ConformalSAM: Unlocking the Potential of Foundational Segmentation Models in Semi-Supervised Semantic Segmentation with Conformal Prediction¶

Conference: ICCV 2025 arXiv: 2507.15803 Code: N/A Area: Image Segmentation Keywords: Semi-supervised segmentation, conformal prediction, SAM/SEEM, uncertainty calibration, pseudo labels

TL;DR¶

This paper proposes ConformalSAM, a framework that leverages Conformal Prediction to calibrate the output uncertainty of the foundation segmentation model SEEM on target domains. Unreliable pixel labels are filtered out before serving as supervision signals for unlabeled data. Combined with a late-stage self-reliance training strategy, the framework achieves 81.21 mIoU on PASCAL VOC under the 1/16 labeled setting.

Background & Motivation¶

The core challenge of semi-supervised semantic segmentation (SSSS) is how to effectively exploit large amounts of unlabeled data.
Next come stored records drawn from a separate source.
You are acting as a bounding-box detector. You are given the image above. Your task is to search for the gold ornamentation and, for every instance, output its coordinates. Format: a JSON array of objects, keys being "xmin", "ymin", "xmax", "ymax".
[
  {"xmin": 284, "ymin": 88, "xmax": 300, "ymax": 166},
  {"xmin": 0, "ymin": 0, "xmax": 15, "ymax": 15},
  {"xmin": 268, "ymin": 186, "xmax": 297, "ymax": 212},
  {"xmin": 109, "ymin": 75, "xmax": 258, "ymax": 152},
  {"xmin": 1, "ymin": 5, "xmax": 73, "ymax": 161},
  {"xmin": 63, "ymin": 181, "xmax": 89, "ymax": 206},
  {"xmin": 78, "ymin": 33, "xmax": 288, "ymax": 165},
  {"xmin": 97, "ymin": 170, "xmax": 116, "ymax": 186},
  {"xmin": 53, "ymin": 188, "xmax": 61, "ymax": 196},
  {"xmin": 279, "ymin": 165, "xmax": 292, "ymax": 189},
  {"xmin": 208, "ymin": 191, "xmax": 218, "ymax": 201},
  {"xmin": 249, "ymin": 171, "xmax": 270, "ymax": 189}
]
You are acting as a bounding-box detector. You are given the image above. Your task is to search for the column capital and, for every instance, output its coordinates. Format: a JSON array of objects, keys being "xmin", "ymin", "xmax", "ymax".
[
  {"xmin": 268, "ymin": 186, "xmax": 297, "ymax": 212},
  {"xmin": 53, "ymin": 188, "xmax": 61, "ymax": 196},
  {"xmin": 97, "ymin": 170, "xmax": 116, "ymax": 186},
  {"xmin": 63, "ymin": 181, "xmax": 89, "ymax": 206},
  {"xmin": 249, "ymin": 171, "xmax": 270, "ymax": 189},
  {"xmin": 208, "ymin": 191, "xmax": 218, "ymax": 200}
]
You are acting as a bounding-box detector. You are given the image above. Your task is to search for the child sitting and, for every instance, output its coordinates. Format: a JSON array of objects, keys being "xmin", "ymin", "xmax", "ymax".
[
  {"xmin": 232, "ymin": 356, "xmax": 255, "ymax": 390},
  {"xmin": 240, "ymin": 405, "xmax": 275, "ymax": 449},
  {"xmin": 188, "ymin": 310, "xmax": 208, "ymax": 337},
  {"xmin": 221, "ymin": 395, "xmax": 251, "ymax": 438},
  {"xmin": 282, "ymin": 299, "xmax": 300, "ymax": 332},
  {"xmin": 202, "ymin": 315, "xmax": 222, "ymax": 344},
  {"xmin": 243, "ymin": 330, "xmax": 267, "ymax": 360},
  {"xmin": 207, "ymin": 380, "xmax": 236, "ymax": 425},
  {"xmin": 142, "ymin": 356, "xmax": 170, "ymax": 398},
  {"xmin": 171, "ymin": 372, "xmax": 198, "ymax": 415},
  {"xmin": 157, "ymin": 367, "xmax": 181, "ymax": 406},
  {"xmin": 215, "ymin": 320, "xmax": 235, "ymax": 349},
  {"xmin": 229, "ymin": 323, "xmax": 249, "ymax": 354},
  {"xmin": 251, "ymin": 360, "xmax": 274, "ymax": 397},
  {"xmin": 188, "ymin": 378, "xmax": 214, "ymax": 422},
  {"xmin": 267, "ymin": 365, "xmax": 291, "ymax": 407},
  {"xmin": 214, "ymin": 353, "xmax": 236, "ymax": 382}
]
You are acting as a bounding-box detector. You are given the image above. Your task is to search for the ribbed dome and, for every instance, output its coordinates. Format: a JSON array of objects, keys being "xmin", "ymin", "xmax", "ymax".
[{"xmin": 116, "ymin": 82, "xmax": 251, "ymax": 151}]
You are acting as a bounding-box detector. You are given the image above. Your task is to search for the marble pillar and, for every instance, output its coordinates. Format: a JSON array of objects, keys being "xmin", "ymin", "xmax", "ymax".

A natural approach is to use foundation segmentation models such as SAM/SEEM to directly generate pseudo labels for unlabeled data — however, experiments show this actually degrades performance: - PASCAL VOC 1/16 split: 50.65 mIoU with labels only → drops to 42.00 when SEEM pseudo labels are added - Reason: A domain gap exists between SEEM's pretraining data and the target domain, resulting in inconsistent prediction quality on the target domain

Core problem: How can one reliably exploit the powerful capabilities of foundation models while filtering out their unreliable predictions?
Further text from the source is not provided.